Interact with the models using KubeAI's web UI#

  1. Run the following command to make the KubeAI web UI accessible from your computer:

    kubectl -n kubeai port-forward service/openwebui 8080:80 &> /dev/null &
    
  2. In your web browser, go to http://localhost:8080. Then, at the top-left of the page, click Select a model and choose either:

    • hermes-3-llama-3.1-8b for the Hermes 3 model.
    • llama-3.1-nemotron-70b-instruct for the Nemotron model.
  3. At the bottom of the page, in the Send a Message field, enter a prompt to test the chosen model, for example:

    In a small table, compare and contrast machine learning and deep learning.
    

    You should see output similar to:

    Screenshot of example output from the KubeAI web UI

Interact with the models using KubeAI's OpenAI-compatible API#

  1. On your instance, install curl and jq by running:

    sudo apt update && sudo apt -y install curl jq
    
  2. Enable access to KubeAI's OpenAI-compatible API by running:

    kubectl -n kubeai port-forward service/kubeai 8081:80 &> /dev/null &
    
  3. List the models KubeAI is serving using the API's /models endpoint by running:

    curl -sS http://localhost:8081/openai/v1/models | jq .
    

    You should see output similar to:

    {
      "object": "list",
      "data": [
        {
          "id": "llama-3.1-nemotron-70b-instruct",
          "created": 1729174478,
          "object": "model",
          "owned_by": "nvidia",
          "features": [
            "TextGeneration"
          ]
        },
        {
          "id": "hermes-3-llama-3.1-8b",
          "created": 1729174478,
          "object": "model",
          "owned_by": "NousResearch",
          "features": [
            "TextGeneration"
          ]
        }
      ]
    }
    
  4. Submit an example prompt to the API by running:

    curl -sS -d @- http://localhost:8081/openai/v1/completions -H "Content-Type: application/json" <<EOF | jq .
    {
      "model": "llama-3.1-nemotron-70b-instruct",
      "prompt": "Machine learning engineers are ",
      "temperature": 0
    }
    EOF
    

    In the above example, the Nemotron model is responding to the prompt Machine learning engineers are.

    You should see output similar to:

    {
      "id": "cmpl-04a8ee4abf7247b5859755e7684ade21",
      "object": "text_completion",
      "created": 1729179938,
      "model": "llama-3.1-nemotron-70b-instruct",
      "choices": [
        {
          "index": 0,
          "text": "2023’s most in-demand tech professionals\nAccording to a new report from Indeed",
          "logprobs": null,
          "finish_reason": "length",
          "stop_reason": null,
          "prompt_logprobs": null
        }
      ],
      "usage": {
        "prompt_tokens": 6,
        "total_tokens": 22,
        "completion_tokens": 16
      }
    }
    

Use NVTOP to observe GPU utilization#

  1. On your instance, run:

    nvtop -d 2
    

    You should see output similar to:

    Screenshot of example output from nvtop showing 8 GPUs

    The above example output shows the models are loaded on:

    • GPU1
    • GPU4
    • GPU5
    • GPU6
    • GPU7

    Note the memory usage.

    The output further shows the following GPUs are unallocated and can be used for other work:

    • GPU0
    • GPU2
    • GPU3

    Again, note the memory usage or, in this case, the lack of memory usage.
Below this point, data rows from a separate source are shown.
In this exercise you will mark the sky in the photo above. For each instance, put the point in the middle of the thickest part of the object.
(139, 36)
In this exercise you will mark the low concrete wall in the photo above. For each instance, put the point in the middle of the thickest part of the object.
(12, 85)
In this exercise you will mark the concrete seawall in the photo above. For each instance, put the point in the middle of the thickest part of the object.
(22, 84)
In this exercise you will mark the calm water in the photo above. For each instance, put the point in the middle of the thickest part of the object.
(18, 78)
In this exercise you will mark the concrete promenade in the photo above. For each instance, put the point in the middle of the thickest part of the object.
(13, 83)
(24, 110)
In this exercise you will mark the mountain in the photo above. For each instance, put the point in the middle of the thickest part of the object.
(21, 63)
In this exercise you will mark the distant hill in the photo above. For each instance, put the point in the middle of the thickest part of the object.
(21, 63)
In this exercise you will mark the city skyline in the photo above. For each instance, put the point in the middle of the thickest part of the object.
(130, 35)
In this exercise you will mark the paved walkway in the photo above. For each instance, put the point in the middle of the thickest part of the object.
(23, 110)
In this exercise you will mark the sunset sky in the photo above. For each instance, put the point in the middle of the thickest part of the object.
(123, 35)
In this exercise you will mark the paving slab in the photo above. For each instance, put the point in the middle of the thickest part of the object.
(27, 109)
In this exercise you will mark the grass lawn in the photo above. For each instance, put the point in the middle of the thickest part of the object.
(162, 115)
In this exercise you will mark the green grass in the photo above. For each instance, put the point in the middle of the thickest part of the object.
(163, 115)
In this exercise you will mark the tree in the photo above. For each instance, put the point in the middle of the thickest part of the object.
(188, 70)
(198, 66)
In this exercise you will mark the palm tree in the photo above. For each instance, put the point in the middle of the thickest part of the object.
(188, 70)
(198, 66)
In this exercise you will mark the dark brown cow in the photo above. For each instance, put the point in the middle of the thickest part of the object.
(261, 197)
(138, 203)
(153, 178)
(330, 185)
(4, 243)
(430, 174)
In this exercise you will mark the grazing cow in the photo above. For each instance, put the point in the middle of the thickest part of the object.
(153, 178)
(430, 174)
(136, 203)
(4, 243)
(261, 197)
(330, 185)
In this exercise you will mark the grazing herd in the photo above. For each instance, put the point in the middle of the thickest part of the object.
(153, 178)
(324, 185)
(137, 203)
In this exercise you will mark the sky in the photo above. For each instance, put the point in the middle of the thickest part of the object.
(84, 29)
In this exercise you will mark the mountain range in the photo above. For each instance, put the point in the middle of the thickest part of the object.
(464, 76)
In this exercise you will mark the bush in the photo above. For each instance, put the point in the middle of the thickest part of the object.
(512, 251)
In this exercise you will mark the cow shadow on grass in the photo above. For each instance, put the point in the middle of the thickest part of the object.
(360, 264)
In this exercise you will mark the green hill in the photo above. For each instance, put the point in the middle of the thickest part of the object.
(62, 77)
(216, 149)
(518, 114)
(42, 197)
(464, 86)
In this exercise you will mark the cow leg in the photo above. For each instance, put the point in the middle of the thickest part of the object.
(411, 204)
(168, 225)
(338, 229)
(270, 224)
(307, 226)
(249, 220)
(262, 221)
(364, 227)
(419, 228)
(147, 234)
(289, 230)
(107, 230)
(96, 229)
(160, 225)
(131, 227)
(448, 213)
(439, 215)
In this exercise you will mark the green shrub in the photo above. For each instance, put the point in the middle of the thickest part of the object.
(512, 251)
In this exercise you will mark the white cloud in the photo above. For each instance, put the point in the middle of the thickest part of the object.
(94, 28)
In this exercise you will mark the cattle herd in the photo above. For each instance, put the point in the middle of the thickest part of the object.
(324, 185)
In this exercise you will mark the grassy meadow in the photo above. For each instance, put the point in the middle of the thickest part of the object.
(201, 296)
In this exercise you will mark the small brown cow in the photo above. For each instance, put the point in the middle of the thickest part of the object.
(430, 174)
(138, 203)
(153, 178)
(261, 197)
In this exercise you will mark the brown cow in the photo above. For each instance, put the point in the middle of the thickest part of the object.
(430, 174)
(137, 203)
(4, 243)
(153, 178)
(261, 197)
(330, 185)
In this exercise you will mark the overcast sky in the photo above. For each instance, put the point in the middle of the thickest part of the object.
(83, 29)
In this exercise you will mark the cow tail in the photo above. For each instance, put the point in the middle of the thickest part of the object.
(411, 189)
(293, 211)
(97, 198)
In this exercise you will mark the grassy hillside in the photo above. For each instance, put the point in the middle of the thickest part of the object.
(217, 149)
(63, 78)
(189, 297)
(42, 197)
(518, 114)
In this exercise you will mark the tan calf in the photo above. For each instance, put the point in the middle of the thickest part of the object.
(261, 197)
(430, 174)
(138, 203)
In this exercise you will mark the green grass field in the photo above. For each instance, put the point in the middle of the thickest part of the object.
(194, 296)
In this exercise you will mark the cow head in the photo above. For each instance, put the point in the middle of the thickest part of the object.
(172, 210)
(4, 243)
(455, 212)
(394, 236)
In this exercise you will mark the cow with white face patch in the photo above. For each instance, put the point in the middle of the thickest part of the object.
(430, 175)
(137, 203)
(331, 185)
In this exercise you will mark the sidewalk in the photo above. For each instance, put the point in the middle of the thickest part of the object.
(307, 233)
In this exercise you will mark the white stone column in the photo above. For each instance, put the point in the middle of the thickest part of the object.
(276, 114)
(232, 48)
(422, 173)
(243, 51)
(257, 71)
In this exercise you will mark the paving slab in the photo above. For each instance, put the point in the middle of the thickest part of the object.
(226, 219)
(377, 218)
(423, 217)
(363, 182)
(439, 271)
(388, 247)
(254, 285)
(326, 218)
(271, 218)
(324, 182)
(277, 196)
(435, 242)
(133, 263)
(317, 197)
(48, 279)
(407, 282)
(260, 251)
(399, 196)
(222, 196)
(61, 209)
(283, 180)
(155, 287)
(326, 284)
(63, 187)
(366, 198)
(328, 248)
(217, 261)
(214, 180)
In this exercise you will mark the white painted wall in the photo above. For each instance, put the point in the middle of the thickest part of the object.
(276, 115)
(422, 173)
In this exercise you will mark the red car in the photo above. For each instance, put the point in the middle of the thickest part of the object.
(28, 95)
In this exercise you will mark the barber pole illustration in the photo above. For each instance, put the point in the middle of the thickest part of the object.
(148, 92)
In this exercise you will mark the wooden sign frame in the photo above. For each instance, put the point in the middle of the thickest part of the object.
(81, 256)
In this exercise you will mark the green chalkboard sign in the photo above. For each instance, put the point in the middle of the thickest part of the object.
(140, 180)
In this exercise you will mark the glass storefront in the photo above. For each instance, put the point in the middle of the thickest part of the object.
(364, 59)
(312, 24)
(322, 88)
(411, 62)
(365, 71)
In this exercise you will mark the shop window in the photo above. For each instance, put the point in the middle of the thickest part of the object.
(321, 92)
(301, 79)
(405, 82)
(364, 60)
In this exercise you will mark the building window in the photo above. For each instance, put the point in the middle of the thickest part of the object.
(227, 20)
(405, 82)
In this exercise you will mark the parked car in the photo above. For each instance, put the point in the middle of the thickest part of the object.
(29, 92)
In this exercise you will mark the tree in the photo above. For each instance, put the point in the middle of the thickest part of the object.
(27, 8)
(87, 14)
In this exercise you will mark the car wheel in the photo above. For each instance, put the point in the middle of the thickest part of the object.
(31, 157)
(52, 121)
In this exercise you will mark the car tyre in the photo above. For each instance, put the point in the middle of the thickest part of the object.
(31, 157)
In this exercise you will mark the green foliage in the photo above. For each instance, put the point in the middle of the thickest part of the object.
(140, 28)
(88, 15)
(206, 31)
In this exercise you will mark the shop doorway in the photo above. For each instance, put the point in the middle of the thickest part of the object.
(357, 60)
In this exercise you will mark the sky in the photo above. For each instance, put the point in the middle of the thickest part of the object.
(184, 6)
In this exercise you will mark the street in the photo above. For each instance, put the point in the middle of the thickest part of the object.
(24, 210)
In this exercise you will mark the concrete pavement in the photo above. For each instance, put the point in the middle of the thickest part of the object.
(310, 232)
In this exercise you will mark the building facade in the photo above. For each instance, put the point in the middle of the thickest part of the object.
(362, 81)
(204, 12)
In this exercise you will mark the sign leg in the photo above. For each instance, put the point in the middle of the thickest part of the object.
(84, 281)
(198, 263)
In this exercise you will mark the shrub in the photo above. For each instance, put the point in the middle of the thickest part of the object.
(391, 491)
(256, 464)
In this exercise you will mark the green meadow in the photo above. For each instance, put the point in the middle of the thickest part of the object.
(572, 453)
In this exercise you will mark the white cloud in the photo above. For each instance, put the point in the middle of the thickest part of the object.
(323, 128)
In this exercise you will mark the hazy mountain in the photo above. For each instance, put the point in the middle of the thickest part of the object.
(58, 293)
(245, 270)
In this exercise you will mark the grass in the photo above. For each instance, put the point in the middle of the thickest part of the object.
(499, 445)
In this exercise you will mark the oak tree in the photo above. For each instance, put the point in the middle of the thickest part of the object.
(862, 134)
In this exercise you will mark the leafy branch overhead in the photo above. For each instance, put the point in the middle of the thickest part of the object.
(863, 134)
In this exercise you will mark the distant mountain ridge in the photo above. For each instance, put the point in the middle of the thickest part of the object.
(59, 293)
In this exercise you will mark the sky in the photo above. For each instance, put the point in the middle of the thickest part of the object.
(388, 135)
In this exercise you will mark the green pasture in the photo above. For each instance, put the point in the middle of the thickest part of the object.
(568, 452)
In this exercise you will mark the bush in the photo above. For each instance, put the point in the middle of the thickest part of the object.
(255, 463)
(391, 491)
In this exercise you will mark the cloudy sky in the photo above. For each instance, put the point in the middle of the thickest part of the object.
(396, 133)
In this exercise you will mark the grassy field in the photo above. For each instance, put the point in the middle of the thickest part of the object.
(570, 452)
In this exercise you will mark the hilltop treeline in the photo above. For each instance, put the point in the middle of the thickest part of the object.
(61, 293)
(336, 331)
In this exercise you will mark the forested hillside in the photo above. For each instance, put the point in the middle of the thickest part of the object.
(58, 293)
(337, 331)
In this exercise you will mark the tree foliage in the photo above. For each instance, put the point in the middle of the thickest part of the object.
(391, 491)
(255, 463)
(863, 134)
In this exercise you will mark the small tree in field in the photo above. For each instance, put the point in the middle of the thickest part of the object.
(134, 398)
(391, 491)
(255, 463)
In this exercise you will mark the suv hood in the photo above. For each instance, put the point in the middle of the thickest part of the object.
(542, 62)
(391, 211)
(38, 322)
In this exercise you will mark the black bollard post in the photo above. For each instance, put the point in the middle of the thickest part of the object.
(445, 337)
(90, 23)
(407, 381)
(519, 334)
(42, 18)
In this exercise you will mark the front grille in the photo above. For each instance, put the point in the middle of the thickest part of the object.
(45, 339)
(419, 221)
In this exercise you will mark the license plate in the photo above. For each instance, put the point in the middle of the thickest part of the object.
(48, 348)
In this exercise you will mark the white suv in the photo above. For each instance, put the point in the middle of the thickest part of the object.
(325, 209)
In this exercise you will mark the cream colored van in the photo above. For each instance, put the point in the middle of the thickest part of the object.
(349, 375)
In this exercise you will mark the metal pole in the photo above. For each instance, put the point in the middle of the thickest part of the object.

  2. In your browser, go again to http://localhost:8080. Select the llama-3.1-nemotron-70b-instruct model.

  3. Enter an example prompt, such as:

    In 10,000 words or more, explain what large language models are.
    

    In nvtop, you should see output that momentarily looks like:

    Screenshot of example output from nvtop showing 4 of 8 GPUs utilized

    The output shows that GPU4 through GPU7 are utilized for running inference on the Nematron model.

  4. In your browser, select the hermes-3-llama-3.1-8b model and enter the same prompt. You should see output that momentarily looks like:

    Screenshot of example output from nvtop showing 1 of 8 GPUs utilized

    The output shows that GPU1 is utilized for running inference on the Hermes 3 model.